[This is an ongoing series concerning the development of a new bad movie metric actively being researched by Patrick. This is installment #1]
The MPAA Rating Factor
To quote a famous bad movie researcher:
[The major flaw with the BMeTric is that it] is ever changing. As the current movie vote/rating data changes so does the baseline. And as a movie’s vote/rating changes its BMeTric changes.
Patrick, Distinguished Professor of the Bad Movie Science and Technology, badmovietwins.com (February 2016)
This flaw also makes calculating the BMeTric of a film prior to release impossible due to its reliance on temporal data. Specifically, the number of votes and rating on IMDb is non-existant prior to release and unreliable until such time as the vote count reaches a relative steady-state. This project hopes to remedy this difficulty by forming a time-independent BMeTric, or BMeTric Live!

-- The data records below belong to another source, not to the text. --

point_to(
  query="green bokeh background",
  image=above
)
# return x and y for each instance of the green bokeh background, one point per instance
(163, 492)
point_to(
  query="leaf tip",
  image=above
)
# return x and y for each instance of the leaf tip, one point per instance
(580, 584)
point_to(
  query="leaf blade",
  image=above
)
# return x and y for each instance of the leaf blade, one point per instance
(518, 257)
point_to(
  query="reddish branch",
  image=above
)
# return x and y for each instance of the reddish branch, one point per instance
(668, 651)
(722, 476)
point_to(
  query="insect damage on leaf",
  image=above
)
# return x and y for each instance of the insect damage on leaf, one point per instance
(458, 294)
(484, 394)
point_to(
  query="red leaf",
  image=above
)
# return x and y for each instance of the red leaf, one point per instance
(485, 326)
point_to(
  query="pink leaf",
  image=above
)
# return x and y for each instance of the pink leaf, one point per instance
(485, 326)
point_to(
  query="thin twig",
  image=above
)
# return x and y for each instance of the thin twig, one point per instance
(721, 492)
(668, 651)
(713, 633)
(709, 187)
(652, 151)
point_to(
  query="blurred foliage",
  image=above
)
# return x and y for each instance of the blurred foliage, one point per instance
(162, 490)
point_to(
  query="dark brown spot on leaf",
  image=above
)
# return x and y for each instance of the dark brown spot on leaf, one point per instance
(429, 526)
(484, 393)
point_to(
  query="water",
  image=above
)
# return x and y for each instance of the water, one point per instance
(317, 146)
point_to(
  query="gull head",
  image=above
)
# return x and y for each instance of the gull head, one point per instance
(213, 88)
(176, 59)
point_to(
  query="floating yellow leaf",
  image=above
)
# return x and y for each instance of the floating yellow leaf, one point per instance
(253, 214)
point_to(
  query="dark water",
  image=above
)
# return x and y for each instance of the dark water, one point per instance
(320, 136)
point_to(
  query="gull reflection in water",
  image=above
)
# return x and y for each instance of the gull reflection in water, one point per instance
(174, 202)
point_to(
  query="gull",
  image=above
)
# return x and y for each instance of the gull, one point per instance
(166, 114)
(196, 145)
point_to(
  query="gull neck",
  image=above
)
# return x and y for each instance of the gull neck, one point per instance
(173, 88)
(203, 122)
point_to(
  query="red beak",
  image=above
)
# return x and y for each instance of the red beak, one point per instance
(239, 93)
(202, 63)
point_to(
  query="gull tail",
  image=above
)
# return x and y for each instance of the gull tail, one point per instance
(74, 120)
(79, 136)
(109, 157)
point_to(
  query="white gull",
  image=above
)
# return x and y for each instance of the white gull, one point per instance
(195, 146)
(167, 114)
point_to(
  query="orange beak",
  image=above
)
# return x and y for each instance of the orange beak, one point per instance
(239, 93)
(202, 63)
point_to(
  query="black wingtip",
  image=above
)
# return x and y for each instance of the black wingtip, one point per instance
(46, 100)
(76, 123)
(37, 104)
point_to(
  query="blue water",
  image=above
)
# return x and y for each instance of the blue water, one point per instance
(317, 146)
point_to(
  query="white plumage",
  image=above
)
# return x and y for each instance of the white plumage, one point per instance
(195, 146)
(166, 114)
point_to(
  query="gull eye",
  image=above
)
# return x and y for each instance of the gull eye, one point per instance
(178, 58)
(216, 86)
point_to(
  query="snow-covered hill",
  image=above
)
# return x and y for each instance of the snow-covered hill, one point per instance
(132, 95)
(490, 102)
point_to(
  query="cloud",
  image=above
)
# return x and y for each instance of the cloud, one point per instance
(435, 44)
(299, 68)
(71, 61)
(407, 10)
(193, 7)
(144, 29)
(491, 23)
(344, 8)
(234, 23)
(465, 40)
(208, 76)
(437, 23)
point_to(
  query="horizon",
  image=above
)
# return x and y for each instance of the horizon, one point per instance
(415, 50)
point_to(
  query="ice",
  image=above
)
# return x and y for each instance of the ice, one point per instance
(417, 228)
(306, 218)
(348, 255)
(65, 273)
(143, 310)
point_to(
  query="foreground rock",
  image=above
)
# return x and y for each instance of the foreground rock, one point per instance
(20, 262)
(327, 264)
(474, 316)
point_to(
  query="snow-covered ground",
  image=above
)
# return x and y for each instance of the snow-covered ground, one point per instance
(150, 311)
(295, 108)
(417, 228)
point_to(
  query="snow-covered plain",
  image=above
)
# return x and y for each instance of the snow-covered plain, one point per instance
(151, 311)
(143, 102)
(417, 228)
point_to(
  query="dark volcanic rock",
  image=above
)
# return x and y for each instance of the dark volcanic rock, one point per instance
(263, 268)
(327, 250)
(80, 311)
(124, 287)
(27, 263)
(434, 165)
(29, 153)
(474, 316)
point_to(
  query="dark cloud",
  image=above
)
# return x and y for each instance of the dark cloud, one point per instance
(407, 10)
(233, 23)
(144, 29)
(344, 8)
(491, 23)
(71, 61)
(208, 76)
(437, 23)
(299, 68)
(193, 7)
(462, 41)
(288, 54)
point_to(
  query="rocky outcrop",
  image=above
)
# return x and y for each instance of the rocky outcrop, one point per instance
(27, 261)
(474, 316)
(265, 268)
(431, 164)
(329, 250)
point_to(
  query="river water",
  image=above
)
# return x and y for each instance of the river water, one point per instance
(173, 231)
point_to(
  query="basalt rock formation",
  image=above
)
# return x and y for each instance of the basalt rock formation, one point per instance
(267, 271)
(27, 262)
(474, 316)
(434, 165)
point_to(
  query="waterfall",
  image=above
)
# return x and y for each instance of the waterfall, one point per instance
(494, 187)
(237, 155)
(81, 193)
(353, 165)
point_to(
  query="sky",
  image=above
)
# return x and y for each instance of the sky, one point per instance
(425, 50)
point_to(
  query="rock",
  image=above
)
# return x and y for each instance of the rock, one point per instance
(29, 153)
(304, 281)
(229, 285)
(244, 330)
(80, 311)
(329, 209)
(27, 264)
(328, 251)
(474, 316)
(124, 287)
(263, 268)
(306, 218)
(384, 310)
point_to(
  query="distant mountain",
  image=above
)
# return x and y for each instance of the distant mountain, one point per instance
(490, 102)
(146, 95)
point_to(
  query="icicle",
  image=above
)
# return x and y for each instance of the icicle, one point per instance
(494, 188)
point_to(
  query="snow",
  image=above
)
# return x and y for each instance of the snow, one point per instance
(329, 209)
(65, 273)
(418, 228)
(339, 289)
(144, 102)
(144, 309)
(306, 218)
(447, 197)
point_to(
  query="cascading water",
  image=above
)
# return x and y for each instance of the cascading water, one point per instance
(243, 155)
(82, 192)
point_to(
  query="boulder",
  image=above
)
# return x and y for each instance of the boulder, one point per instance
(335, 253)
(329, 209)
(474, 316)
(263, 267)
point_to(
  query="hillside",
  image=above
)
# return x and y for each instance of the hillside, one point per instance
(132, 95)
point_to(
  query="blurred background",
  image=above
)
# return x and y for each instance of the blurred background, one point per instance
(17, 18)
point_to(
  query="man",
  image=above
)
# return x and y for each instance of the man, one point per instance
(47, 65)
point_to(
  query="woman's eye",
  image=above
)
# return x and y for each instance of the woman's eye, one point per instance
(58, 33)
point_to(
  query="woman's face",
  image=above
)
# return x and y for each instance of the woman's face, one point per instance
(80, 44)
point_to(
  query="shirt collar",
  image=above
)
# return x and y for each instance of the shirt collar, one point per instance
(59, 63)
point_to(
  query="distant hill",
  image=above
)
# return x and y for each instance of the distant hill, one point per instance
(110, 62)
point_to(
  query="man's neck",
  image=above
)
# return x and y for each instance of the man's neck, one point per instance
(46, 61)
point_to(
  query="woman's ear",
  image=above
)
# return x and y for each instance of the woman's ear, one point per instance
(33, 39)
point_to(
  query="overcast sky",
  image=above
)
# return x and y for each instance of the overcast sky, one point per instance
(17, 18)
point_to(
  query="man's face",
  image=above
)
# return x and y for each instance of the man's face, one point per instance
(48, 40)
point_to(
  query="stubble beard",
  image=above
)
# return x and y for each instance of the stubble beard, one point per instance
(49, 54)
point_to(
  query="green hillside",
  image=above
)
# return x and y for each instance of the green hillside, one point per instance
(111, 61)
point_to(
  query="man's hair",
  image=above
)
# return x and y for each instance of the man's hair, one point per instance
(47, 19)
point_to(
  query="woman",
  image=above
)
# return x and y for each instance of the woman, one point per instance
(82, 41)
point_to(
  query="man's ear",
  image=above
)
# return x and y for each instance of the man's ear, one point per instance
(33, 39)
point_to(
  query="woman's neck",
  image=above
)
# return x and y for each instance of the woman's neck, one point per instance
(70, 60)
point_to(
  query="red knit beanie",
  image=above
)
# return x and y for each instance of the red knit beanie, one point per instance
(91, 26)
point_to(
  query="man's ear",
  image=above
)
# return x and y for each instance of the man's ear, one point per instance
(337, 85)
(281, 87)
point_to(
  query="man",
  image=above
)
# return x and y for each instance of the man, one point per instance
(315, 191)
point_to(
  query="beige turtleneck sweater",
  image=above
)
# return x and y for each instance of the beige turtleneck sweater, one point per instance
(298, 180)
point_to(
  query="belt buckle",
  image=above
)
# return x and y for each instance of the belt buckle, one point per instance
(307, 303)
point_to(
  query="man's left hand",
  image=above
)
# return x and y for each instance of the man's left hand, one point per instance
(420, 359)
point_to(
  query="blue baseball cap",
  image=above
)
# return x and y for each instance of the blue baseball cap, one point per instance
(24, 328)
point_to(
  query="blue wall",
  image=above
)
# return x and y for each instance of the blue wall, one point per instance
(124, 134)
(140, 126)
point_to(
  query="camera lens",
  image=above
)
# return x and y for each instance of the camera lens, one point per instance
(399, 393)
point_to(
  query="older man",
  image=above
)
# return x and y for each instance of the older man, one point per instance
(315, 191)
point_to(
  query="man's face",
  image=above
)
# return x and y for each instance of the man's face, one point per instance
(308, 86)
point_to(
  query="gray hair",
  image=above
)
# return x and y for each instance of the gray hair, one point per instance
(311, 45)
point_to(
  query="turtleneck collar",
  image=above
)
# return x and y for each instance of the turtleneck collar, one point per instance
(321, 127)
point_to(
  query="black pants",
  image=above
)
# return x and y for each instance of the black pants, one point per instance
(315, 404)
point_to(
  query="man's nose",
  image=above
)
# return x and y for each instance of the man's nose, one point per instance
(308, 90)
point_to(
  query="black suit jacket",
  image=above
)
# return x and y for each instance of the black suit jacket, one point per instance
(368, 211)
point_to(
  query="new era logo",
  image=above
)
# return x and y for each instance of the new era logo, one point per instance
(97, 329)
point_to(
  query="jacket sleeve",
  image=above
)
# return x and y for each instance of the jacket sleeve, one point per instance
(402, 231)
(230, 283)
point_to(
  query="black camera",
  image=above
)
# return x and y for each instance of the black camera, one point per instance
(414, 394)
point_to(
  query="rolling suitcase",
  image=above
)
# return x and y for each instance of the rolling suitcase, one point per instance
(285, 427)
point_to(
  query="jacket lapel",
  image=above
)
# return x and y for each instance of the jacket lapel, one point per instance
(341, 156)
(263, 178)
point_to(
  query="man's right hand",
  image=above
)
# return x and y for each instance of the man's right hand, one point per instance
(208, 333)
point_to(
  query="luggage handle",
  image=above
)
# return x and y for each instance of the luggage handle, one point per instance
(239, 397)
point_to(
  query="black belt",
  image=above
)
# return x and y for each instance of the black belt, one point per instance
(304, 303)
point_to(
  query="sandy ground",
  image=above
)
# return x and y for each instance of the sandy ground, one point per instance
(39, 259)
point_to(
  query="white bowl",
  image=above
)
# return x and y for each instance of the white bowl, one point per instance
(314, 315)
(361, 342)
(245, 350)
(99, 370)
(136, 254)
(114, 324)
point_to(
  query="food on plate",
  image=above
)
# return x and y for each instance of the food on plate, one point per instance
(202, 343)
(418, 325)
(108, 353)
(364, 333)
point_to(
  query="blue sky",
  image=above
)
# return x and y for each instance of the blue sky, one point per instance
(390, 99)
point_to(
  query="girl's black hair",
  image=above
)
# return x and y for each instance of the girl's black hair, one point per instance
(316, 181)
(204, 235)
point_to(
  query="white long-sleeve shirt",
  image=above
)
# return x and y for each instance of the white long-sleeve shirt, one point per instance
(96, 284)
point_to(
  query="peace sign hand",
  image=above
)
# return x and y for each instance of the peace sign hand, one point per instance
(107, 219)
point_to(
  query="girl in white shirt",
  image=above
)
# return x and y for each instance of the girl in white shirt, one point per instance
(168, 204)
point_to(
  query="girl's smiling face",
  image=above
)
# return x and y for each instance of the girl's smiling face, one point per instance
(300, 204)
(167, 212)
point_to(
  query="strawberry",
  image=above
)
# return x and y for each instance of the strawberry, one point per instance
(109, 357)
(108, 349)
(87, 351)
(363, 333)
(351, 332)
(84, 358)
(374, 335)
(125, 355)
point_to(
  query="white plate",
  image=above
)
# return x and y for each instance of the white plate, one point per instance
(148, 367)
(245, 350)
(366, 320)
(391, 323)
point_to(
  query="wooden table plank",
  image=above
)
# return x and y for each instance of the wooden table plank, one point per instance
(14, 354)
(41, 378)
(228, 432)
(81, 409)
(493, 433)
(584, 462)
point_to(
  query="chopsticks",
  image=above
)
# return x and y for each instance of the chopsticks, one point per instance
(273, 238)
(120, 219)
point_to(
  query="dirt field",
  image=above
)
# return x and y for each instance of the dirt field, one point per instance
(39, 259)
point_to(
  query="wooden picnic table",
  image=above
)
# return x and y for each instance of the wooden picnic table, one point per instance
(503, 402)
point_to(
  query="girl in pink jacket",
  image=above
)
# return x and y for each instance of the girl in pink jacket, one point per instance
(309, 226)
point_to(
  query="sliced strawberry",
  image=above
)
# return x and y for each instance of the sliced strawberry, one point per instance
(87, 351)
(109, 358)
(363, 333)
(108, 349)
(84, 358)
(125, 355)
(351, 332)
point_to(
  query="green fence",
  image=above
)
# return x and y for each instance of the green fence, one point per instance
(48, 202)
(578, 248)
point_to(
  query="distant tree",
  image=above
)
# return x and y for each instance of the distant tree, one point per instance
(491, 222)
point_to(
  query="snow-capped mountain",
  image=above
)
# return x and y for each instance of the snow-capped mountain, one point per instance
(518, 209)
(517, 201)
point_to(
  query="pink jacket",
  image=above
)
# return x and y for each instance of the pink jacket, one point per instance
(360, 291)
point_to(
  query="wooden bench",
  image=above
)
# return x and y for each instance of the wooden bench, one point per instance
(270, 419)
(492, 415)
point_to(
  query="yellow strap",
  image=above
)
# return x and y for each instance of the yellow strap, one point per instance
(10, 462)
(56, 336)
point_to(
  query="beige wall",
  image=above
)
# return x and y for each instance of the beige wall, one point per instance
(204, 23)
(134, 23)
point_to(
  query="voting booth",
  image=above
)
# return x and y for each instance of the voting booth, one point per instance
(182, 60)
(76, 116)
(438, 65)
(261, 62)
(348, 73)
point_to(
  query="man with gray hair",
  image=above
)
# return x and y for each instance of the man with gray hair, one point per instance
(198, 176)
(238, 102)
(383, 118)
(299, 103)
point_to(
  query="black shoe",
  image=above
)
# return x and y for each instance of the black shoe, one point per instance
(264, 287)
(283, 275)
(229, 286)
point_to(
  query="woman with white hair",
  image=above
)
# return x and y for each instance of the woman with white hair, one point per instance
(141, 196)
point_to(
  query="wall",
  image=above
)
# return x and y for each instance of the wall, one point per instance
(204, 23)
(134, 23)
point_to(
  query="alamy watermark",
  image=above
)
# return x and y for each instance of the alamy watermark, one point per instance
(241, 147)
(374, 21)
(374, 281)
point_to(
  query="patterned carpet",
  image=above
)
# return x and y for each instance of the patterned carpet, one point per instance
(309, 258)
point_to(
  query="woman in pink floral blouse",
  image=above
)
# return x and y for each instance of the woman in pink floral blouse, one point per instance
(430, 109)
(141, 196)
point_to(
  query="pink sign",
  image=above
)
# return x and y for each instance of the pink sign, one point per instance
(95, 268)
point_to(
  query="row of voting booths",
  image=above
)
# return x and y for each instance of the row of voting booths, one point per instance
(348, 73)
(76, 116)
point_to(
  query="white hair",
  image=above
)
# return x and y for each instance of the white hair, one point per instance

To start, it is important to identify some of the parameters we might look at in a time-independent BMeTric. A good starting point is looking at the available data from omdbapi. The parameters from that are: title, year, rating, runtime, genre, release date, director, writer, cast, Metacritic score, IMDb rating, IMDb votes, poster, plot, language, country, awards, tomatoMeter, RT reviews, RT fresh reviews, RT rotten reviews, RT consensus, RT userMeter, RT userRating, RT userReviews, box office gross, production company.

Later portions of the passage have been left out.